« Il faut rassurer les entreprises sur le Moyen-Orient après la période de turbulences et les fantasmes
véhiculés à la suite des printemps arabes, », a
estimé Pierre Vincensini, chef du département intelligence marchés à Ubifrance, lors
d’un colloque le 28 juin à Paris. Cette conférence a limité à neuf pays la zone
géographique du Moyen-Orient : les nations de la péninsule arabique (Arabie
saoudite, Emirats Arabes Unis, Qatar, Oman, Yémen), celles du Golfe persique
(Koweït, Irak, Iran) et la nation insulaire de Bahreïn.
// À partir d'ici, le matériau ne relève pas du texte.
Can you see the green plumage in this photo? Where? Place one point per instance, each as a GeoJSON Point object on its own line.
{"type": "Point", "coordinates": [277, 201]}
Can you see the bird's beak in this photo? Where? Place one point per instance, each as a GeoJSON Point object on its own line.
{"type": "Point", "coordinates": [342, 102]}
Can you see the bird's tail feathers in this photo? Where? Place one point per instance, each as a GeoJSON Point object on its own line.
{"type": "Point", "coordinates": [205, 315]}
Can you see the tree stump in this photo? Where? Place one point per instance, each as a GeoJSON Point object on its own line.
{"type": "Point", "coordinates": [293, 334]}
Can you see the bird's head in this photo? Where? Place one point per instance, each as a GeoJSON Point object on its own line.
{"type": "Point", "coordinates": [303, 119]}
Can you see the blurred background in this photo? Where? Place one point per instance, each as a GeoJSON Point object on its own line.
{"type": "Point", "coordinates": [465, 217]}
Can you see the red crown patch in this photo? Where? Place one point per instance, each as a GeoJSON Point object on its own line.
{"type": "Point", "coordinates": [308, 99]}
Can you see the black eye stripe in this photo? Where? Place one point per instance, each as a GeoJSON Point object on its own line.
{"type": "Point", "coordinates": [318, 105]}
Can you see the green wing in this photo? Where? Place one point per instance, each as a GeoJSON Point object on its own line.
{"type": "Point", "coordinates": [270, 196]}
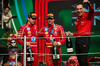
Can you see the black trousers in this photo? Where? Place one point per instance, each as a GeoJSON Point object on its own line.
{"type": "Point", "coordinates": [82, 45]}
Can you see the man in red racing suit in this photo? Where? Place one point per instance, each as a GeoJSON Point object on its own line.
{"type": "Point", "coordinates": [29, 30]}
{"type": "Point", "coordinates": [52, 31]}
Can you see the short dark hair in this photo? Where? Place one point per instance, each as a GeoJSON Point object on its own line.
{"type": "Point", "coordinates": [6, 7]}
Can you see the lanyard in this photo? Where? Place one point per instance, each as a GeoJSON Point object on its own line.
{"type": "Point", "coordinates": [52, 30]}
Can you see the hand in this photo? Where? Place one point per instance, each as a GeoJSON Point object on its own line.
{"type": "Point", "coordinates": [55, 43]}
{"type": "Point", "coordinates": [10, 17]}
{"type": "Point", "coordinates": [86, 1]}
{"type": "Point", "coordinates": [28, 43]}
{"type": "Point", "coordinates": [69, 33]}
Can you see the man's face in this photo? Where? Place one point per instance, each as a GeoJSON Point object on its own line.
{"type": "Point", "coordinates": [6, 10]}
{"type": "Point", "coordinates": [50, 21]}
{"type": "Point", "coordinates": [79, 10]}
{"type": "Point", "coordinates": [31, 21]}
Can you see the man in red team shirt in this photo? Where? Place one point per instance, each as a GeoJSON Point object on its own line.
{"type": "Point", "coordinates": [83, 28]}
{"type": "Point", "coordinates": [50, 32]}
{"type": "Point", "coordinates": [30, 30]}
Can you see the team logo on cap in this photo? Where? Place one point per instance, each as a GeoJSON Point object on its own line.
{"type": "Point", "coordinates": [28, 28]}
{"type": "Point", "coordinates": [46, 29]}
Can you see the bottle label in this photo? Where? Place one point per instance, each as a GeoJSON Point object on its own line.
{"type": "Point", "coordinates": [69, 49]}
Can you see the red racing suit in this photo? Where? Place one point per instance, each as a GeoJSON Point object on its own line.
{"type": "Point", "coordinates": [30, 31]}
{"type": "Point", "coordinates": [84, 23]}
{"type": "Point", "coordinates": [59, 36]}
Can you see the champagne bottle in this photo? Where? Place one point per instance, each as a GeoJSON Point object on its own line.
{"type": "Point", "coordinates": [69, 45]}
{"type": "Point", "coordinates": [55, 52]}
{"type": "Point", "coordinates": [30, 57]}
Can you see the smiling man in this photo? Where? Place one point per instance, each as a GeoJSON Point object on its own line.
{"type": "Point", "coordinates": [83, 28]}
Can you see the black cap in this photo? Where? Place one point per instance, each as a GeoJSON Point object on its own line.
{"type": "Point", "coordinates": [32, 15]}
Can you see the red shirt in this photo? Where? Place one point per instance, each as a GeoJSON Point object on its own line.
{"type": "Point", "coordinates": [84, 23]}
{"type": "Point", "coordinates": [58, 34]}
{"type": "Point", "coordinates": [27, 30]}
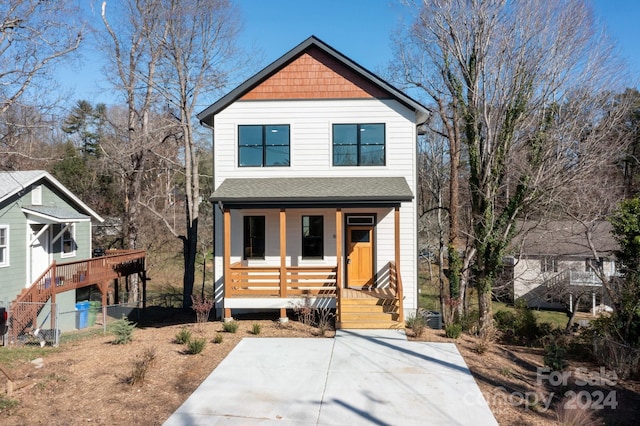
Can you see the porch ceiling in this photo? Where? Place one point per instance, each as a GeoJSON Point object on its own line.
{"type": "Point", "coordinates": [325, 191]}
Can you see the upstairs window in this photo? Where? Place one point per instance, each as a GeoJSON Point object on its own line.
{"type": "Point", "coordinates": [263, 145]}
{"type": "Point", "coordinates": [68, 242]}
{"type": "Point", "coordinates": [254, 237]}
{"type": "Point", "coordinates": [358, 144]}
{"type": "Point", "coordinates": [4, 245]}
{"type": "Point", "coordinates": [312, 237]}
{"type": "Point", "coordinates": [36, 195]}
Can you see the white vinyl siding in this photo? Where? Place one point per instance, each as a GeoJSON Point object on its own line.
{"type": "Point", "coordinates": [311, 123]}
{"type": "Point", "coordinates": [4, 245]}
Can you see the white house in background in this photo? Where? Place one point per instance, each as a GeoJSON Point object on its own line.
{"type": "Point", "coordinates": [315, 178]}
{"type": "Point", "coordinates": [552, 264]}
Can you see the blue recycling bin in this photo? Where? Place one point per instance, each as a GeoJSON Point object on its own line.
{"type": "Point", "coordinates": [82, 314]}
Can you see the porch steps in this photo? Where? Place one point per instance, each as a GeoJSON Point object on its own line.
{"type": "Point", "coordinates": [367, 311]}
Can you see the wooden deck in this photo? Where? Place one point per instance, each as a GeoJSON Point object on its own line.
{"type": "Point", "coordinates": [61, 277]}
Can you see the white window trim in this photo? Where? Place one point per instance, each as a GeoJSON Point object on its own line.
{"type": "Point", "coordinates": [6, 246]}
{"type": "Point", "coordinates": [72, 253]}
{"type": "Point", "coordinates": [36, 195]}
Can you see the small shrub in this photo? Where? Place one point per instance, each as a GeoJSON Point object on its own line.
{"type": "Point", "coordinates": [141, 366]}
{"type": "Point", "coordinates": [122, 329]}
{"type": "Point", "coordinates": [416, 323]}
{"type": "Point", "coordinates": [469, 321]}
{"type": "Point", "coordinates": [7, 403]}
{"type": "Point", "coordinates": [505, 321]}
{"type": "Point", "coordinates": [183, 336]}
{"type": "Point", "coordinates": [202, 305]}
{"type": "Point", "coordinates": [230, 326]}
{"type": "Point", "coordinates": [453, 331]}
{"type": "Point", "coordinates": [305, 312]}
{"type": "Point", "coordinates": [325, 318]}
{"type": "Point", "coordinates": [195, 346]}
{"type": "Point", "coordinates": [555, 355]}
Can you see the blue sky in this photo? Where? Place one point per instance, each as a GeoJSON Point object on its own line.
{"type": "Point", "coordinates": [360, 29]}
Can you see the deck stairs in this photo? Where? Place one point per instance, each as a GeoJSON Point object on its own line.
{"type": "Point", "coordinates": [368, 309]}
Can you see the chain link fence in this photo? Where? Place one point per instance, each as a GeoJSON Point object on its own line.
{"type": "Point", "coordinates": [44, 323]}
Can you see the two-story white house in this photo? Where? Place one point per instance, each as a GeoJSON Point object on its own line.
{"type": "Point", "coordinates": [315, 182]}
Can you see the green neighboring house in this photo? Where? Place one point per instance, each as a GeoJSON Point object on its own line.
{"type": "Point", "coordinates": [41, 221]}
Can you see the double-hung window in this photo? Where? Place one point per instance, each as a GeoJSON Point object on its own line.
{"type": "Point", "coordinates": [263, 145]}
{"type": "Point", "coordinates": [68, 242]}
{"type": "Point", "coordinates": [4, 245]}
{"type": "Point", "coordinates": [312, 237]}
{"type": "Point", "coordinates": [254, 237]}
{"type": "Point", "coordinates": [358, 144]}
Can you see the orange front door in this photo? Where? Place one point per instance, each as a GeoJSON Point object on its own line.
{"type": "Point", "coordinates": [360, 256]}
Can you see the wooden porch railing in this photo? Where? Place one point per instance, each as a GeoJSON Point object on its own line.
{"type": "Point", "coordinates": [395, 282]}
{"type": "Point", "coordinates": [60, 277]}
{"type": "Point", "coordinates": [249, 281]}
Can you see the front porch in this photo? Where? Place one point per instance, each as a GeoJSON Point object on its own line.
{"type": "Point", "coordinates": [377, 304]}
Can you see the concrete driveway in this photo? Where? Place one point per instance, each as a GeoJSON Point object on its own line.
{"type": "Point", "coordinates": [363, 377]}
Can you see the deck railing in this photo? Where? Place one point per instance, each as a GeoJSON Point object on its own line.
{"type": "Point", "coordinates": [395, 282]}
{"type": "Point", "coordinates": [60, 277]}
{"type": "Point", "coordinates": [250, 281]}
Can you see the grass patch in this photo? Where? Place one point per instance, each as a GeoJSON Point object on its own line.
{"type": "Point", "coordinates": [15, 355]}
{"type": "Point", "coordinates": [555, 318]}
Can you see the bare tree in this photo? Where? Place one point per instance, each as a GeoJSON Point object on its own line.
{"type": "Point", "coordinates": [197, 42]}
{"type": "Point", "coordinates": [524, 78]}
{"type": "Point", "coordinates": [34, 36]}
{"type": "Point", "coordinates": [134, 57]}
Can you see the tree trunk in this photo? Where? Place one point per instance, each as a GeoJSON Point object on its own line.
{"type": "Point", "coordinates": [485, 320]}
{"type": "Point", "coordinates": [189, 250]}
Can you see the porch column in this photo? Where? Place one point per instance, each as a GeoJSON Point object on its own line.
{"type": "Point", "coordinates": [397, 237]}
{"type": "Point", "coordinates": [227, 257]}
{"type": "Point", "coordinates": [399, 289]}
{"type": "Point", "coordinates": [283, 253]}
{"type": "Point", "coordinates": [339, 239]}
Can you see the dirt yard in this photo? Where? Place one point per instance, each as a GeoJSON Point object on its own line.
{"type": "Point", "coordinates": [86, 381]}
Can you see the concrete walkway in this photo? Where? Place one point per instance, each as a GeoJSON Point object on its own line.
{"type": "Point", "coordinates": [364, 377]}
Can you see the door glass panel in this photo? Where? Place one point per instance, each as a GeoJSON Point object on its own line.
{"type": "Point", "coordinates": [360, 236]}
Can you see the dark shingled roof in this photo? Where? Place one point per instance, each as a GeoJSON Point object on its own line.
{"type": "Point", "coordinates": [564, 238]}
{"type": "Point", "coordinates": [310, 191]}
{"type": "Point", "coordinates": [57, 213]}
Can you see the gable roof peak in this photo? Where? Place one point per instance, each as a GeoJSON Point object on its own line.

La « priorisation
de cette zone », décidée par Ubifrance, doit permettre d’étendre le
maillage de la France
dans ces pays porteurs.
Le Moyen-Orient est une région émergente qui prend un
important poids économique. Avec 5 % de croissance en 2010 et une progression
de 42 % des échanges avec la
France en 2010, c’est une zone « dynamique et solvable »,
assure Pierre Vincensini. « Elle a montré une résilience face à la crise et
prend du poids politique en s’ouvrant sur l’extérieur ». D’après Jean-Christophe
Peaucelle, directeur adjoint pour l’Afrique du Nord Moyen-Orient (ANMO) au ministère
des Affaires étrangères, cette zone semble à l’abri du printemps arabe.
Mais peut-on dire que le Golfe a été épargné par ces
révolutions ? « Oui sauf Bahreïn et Oman dans une moindre
mesure », répond Bertrand Besancenot, ambassadeur de France en Arabie
saoudite. Selon lui, cela s’explique par la forte présence d’expatriés dans ces
pays et par un Etat providence fort. « En Arabie saoudite, les autorités
ont réagi aux aspirations du peuple en augmentant les salaires ou en facilitant
les prêts au logement. La société saoudienne est différente de l’égyptienne ou
tunisienne. (…) Certes il y a aussi un problème d’éducation ou de corruption,
mais les pays du Golfe n’ont pas de tradition politique, donc les critiques se
manifestent peu. Il n’y a pas de relais politique. «
Trois défis majeurs
Néanmoins ces pays sont confrontés à trois défis majeurs,
selon Jacques de Lajugie, ministre conseiller pour les Affaires économiques
Moyen-Orient. D’abord, stabiliser la « volatilité politique » :
entre la persistance des problèmes en Irak, l’implosion du Yémen, l’incertitude
nucléaire en Iran et les soubresauts à Bahreïn. Le second défi est d’ordre
économique. La croissance est forte mais pas suffisante pour faire face à
l’augmentation de la population active, ce qui entraîne une hausse du taux de chômage
et une dégradation du marché du travail. En Arabie saoudite par exemple, la
population active augmente plus vite que la population totale.
Enfin le dernier
défi à relever est la diversification de l’économie. Les hydrocarbures
représentent aujourd’hui environ 40 % du PIB de l’Arabie saoudite alors
qu’avant c’était 70 %. « Mais ce n’est pas forcément la panacée, avertit-il.
Le problème est que les places sont déjà prises dans les autres secteurs tels
que le gaz naturel liquéfié (par le Qatar) ou le portuaire (par Dubaï). Mieux
vaut s’orienter vers le tourisme, l’aéronautique et les services financiers »,
préconise-t-il.
« Le Moyen-Orient est une zone peu homogène mais très
stratégique », assure Jacques de Lajugie. Ce marché de 180 millions de
consommateurs est composé de pays producteurs et exportateurs d’hydrocarbures.
« Les flux d’investissements directs étrangers (IDE) explosent : ils
ont été multipliés par vingt en dix ans. » Les exportations de la France au Moyen-Orient ont elles
été doublées en dix ans. Et la part des V.I.E (Volontariat international en
entreprise), relais des PME dans cette zone, ne cesse d’augmenter : ils
sont cette année 242 en poste dans 130 sociétés.